Brené Brown came up.
It is not the critic who counts; not the man who points out how the strong man stumbles, or where the doer of deeds could have done them better. The credit belongs to the man who is actually in the arena, whose face is marred by dust and sweat and blood; who strives valiantly; who errs, who comes short again and again, because there is no effort without error and shortcoming; but who does actually strive to do the deeds; who knows great enthusiasms, the great devotions; who spends himself in a worthy cause; who at the best knows in the end the triumph of high achievement, and who at the worst, if he fails, at least fails while daring greatly, so that his place shall never be with those cold and timid souls who neither know victory nor defeat.
– Theodore Roosevelt.
I clicked on to her website, watched the TED-talks and then subsequently read all of her books.

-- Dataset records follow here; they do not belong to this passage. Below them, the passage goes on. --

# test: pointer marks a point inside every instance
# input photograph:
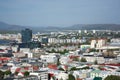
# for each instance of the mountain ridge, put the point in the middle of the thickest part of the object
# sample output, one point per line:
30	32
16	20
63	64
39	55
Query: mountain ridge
7	27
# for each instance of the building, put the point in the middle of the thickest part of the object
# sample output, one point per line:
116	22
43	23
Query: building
26	35
98	43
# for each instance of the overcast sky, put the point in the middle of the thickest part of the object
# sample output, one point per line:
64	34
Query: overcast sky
59	12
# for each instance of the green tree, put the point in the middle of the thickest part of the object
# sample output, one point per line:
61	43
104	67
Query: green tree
16	73
71	77
112	77
26	73
83	60
1	75
53	50
97	78
95	62
8	72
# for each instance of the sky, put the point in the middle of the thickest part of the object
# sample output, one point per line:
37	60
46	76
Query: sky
59	12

Hooked. I was smitten with her honesty, wit and intelligence and the insistence on wholehearted living, joy & authenticity. In daring to be vulnerable and letting ourselves be seen – even in our professional lives – we open up a space of possibility and creativity, where courage is contagious & collaboration builds connection as well as innovative solutions. I highly recommend her books & talks.
“Owning our story can be hard but not nearly as difficult as spending our lives running from it. Embracing our vulnerabilities is risky but not nearly as dangerous as giving up on love and belonging and joy—the experiences that make us the most vulnerable. Only when we are brave enough to explore the darkness will we discover the infinite power of our light.”